A Aliança Láctea colocou no centro da agenda do setor a regulamentação do uso da palavra leite em embalagens e rótulos.
O movimento busca consolidar uma regra que diferencie produtos de origem animal de itens vegetais, com impacto direto na comunicação ao consumidor e na estratégia comercial da cadeia láctea.
Na primeira reunião do ano da Aliança Láctea Sul Brasileira, dirigentes defenderam mobilização conjunta do produtor à indústria para garantir a aprovação, no Senado, do Projeto de Lei 10.556/2018 e sua posterior sanção presidencial. A proposta já foi aprovada pelo Plenário da Câmara dos Deputados na madrugada de 3 de março de 2026.
O texto, aprovado na forma de substitutivo, estabelece que apenas produtos de origem animal poderão utilizar denominações como queijo, manteiga, leite condensado, requeijão, creme de leite, bebida láctea, doce de leite, iogurte e coalhada. Produtos vegetais deverão adotar embalagens com cores e imagens distintas, reforçando a diferenciação visual no ponto de venda.

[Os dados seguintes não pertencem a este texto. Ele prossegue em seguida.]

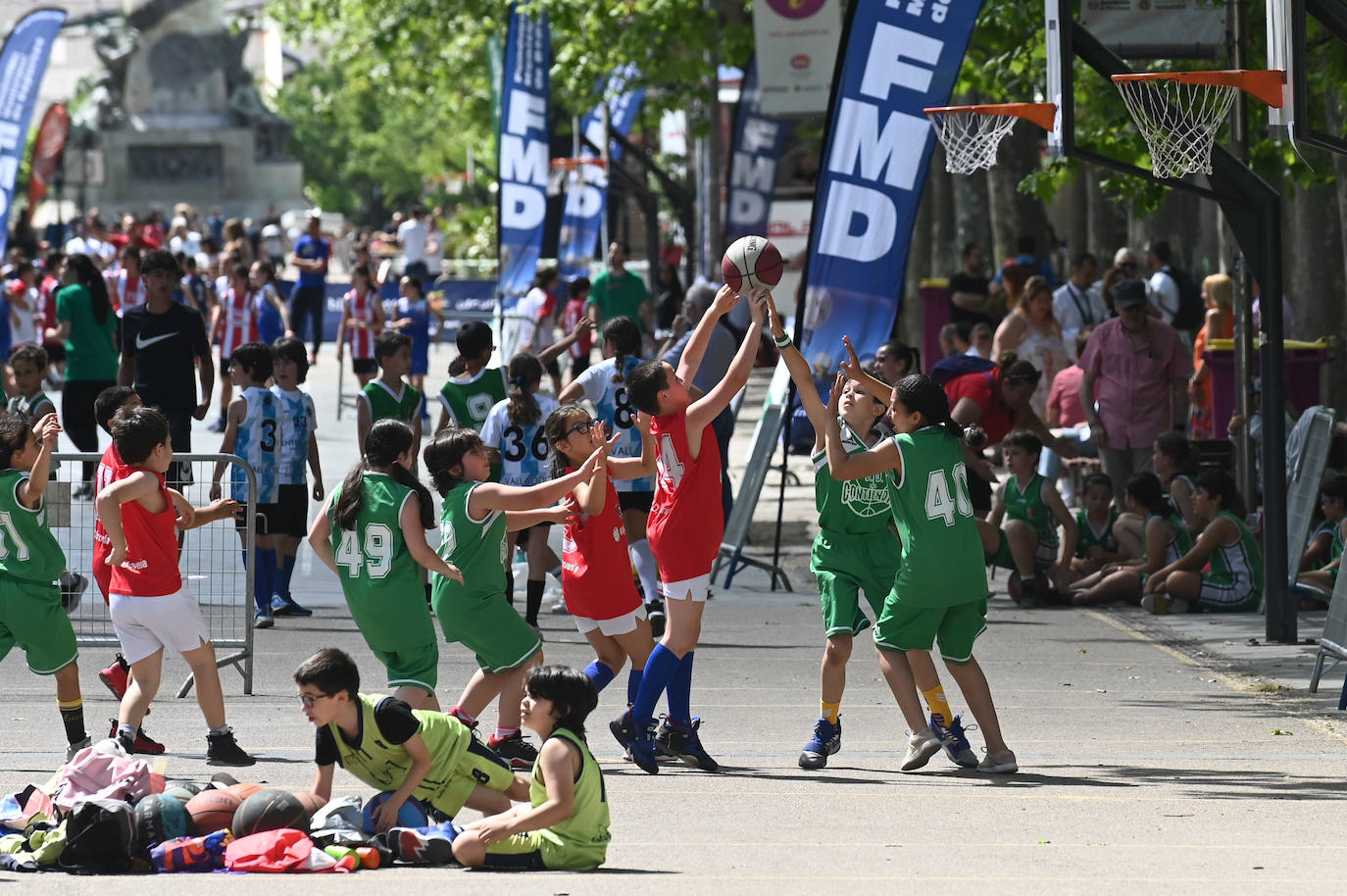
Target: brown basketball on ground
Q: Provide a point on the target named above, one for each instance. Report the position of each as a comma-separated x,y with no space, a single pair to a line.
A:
212,810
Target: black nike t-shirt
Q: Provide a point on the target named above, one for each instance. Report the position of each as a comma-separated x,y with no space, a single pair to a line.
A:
165,348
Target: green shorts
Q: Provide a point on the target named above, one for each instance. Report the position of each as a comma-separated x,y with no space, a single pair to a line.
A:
843,566
417,666
31,616
489,626
477,766
1044,555
918,628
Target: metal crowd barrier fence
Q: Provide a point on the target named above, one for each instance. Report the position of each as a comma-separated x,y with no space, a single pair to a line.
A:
211,558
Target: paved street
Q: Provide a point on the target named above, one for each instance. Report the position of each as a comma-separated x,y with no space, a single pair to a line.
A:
1153,753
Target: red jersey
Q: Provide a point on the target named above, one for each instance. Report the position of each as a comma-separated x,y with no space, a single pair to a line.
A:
151,565
109,471
595,568
687,522
361,308
237,321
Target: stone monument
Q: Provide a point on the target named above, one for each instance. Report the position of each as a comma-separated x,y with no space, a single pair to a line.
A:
178,118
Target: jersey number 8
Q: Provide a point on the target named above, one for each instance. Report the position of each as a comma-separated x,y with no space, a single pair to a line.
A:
939,503
377,557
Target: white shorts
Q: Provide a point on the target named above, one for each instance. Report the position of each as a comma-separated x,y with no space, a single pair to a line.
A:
695,587
611,626
147,624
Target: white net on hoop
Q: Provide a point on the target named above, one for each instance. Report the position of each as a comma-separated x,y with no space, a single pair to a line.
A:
970,139
1178,122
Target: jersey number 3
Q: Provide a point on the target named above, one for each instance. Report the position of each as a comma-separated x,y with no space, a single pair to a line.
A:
944,501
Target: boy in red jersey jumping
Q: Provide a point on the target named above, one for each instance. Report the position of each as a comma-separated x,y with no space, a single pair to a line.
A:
684,528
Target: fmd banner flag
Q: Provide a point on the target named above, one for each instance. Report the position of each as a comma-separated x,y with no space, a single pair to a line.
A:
755,157
586,195
896,60
24,61
523,148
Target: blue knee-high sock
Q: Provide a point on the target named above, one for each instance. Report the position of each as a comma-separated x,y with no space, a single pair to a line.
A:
659,669
600,673
680,691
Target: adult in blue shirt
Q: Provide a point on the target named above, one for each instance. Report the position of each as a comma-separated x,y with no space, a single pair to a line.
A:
310,297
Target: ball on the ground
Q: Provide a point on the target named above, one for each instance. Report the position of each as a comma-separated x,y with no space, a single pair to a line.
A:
159,818
269,810
413,814
751,263
212,810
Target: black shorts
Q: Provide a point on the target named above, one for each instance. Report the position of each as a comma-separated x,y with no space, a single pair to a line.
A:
291,515
636,500
269,519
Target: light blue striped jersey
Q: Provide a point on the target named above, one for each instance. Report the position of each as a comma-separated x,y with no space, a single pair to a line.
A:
523,448
615,411
298,422
259,443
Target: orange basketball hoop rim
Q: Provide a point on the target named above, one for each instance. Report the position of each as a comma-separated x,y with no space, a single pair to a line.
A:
1041,114
1263,83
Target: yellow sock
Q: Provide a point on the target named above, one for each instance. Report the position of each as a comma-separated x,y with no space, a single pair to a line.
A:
939,706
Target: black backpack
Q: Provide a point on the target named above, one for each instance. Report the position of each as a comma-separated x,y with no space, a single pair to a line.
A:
1192,312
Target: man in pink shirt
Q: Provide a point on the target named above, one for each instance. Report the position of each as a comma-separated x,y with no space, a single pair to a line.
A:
1134,384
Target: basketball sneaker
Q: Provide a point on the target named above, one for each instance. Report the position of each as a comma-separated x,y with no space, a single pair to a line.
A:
922,747
953,738
515,749
143,743
223,749
827,740
681,741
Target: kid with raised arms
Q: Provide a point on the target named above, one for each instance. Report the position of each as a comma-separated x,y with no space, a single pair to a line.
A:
684,528
595,568
605,385
854,550
474,518
372,535
940,592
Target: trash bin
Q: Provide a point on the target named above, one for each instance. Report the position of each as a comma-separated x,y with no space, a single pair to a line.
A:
1303,364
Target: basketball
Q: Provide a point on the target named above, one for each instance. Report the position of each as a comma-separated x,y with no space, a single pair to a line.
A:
269,810
751,263
212,810
413,814
159,818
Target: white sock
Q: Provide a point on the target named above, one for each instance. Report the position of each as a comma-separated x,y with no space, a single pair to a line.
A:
644,561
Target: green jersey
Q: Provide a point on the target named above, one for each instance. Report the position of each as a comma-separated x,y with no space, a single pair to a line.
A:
1241,561
384,766
580,841
1102,539
469,399
403,405
28,551
1026,506
942,553
475,547
856,507
378,575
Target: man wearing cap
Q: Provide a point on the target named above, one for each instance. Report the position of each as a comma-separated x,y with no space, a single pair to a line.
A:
998,402
310,256
1134,384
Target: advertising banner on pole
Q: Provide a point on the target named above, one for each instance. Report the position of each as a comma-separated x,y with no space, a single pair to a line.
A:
523,150
586,195
896,61
796,43
24,61
755,157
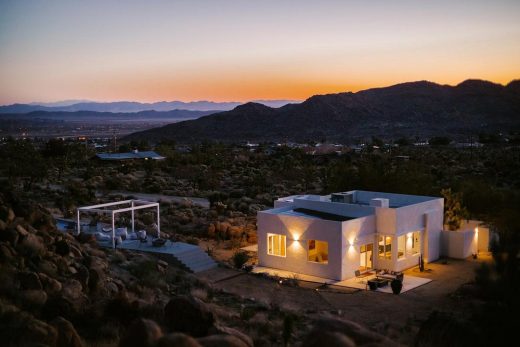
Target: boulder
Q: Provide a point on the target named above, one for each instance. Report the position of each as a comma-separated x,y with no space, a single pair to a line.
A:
177,340
36,330
29,280
67,334
33,299
10,215
48,268
188,315
329,339
6,253
95,279
31,245
141,333
72,289
328,328
62,247
234,332
50,285
10,235
221,341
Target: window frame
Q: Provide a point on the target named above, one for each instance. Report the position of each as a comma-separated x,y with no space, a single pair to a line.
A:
315,243
283,250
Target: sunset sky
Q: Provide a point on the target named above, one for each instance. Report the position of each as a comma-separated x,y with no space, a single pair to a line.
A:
239,50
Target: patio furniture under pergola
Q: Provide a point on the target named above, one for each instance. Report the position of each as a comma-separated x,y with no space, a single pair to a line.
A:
107,210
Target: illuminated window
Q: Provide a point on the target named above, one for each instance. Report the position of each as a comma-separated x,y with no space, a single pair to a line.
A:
415,246
318,251
276,245
385,247
401,246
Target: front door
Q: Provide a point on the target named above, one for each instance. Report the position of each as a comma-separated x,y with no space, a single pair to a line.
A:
365,257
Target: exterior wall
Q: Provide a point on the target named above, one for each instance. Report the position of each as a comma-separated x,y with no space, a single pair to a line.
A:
298,230
459,244
345,238
411,218
483,239
355,233
338,208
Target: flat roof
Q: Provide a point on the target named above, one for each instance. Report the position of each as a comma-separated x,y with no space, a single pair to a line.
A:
304,212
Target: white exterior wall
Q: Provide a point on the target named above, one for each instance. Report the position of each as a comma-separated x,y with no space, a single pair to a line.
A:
298,230
355,233
459,244
345,238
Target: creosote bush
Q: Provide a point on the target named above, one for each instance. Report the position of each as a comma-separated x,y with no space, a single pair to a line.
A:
240,258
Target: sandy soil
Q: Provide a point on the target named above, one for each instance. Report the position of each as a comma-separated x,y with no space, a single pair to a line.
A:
398,316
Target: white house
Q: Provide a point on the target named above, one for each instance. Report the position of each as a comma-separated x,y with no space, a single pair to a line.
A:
334,236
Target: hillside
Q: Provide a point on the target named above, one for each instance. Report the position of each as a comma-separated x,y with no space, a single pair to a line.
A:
131,106
410,109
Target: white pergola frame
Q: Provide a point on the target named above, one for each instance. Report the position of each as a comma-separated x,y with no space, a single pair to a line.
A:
134,205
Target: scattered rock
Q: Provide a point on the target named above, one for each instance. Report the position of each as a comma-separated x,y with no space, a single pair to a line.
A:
328,328
329,339
33,299
67,335
141,333
29,280
234,332
95,279
62,247
188,315
177,340
50,285
36,330
222,341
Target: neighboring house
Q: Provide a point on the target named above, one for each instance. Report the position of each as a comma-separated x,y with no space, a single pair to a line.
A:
130,155
336,235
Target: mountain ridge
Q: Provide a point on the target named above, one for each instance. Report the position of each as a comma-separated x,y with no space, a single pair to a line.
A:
419,109
132,106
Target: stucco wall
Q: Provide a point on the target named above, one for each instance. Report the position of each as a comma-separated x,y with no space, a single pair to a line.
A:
298,231
459,244
355,233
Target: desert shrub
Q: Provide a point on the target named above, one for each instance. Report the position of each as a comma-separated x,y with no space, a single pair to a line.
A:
147,274
240,258
192,241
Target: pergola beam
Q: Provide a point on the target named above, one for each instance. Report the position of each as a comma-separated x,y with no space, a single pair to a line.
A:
134,205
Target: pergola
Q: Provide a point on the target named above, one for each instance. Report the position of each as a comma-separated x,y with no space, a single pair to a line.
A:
106,209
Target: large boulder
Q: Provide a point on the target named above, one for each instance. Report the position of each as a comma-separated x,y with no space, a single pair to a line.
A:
32,299
234,332
329,339
330,329
188,315
29,280
67,334
177,340
141,333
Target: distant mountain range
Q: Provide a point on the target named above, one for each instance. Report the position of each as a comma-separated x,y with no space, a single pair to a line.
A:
92,116
130,106
411,109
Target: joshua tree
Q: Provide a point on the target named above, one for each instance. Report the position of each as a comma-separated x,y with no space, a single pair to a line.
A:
454,212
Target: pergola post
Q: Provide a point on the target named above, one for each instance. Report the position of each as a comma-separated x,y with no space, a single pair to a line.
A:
158,222
78,226
133,221
113,231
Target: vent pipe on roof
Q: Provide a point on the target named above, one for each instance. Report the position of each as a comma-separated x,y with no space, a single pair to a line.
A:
380,202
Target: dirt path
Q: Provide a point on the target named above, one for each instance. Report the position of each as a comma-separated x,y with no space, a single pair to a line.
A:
380,311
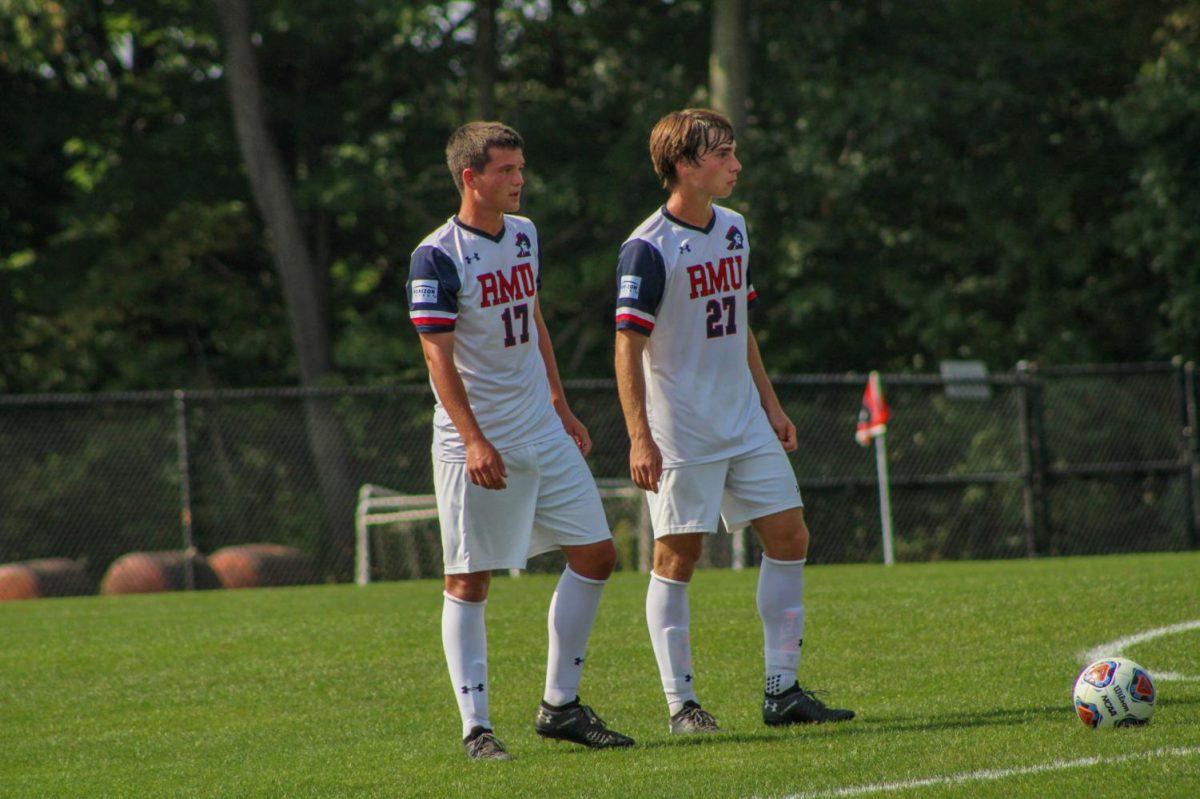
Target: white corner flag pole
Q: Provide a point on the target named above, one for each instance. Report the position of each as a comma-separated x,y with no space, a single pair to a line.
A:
881,464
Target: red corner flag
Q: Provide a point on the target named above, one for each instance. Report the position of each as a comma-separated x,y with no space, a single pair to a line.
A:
873,419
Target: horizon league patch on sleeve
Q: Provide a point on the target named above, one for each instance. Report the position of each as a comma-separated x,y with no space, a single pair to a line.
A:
425,290
630,287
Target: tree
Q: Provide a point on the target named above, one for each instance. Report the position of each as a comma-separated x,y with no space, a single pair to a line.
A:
305,289
729,62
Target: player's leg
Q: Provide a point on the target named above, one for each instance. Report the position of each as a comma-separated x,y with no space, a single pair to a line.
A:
481,530
465,642
683,512
573,611
569,515
762,488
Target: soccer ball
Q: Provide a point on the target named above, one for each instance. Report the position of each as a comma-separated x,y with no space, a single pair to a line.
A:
1114,692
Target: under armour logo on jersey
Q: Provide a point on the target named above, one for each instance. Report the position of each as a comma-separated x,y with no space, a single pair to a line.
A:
523,245
735,238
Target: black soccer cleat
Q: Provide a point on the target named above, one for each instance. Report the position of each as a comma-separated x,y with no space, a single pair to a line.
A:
693,719
483,745
799,707
577,724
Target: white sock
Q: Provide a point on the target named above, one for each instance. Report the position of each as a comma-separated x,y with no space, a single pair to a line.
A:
465,641
573,608
780,600
667,618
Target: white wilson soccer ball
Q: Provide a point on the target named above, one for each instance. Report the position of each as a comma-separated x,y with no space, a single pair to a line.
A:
1114,692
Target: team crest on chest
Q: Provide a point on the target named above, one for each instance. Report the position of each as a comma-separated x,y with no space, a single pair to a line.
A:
737,241
523,245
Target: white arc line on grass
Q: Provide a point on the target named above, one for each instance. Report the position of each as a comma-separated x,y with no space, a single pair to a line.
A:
1114,648
993,774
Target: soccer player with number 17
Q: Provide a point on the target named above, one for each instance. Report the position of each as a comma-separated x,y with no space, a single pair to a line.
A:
707,432
508,452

Para a liderança do setor, a medida representa uma pauta estruturante. O argumento central é que a padronização fortalece a proteção do leite e assegura maior transparência ao consumidor. A defesa da proibição do uso da palavra leite por itens não lácteos foi apresentada como resultado de mobilização setorial, agora direcionada à etapa final de tramitação no Senado.
O debate envolve representantes das Secretarias de Estado, Federações da Agricultura e Sindicatos das Indústrias de Laticínios do Rio Grande do Sul, Santa Catarina, Paraná e Mato Grosso do Sul. A convergência entre esses atores indica tentativa de alinhamento regional em torno de uma estratégia comum para o leite brasileiro.
Além da pauta regulatória, a reunião destacou a defesa do Programa Mais Leite Saudável como política pública estratégica. Segundo os dirigentes, o programa é uma das principais iniciativas para elevar produtividade e qualidade do leite, sendo considerado fundamental para a competitividade do setor.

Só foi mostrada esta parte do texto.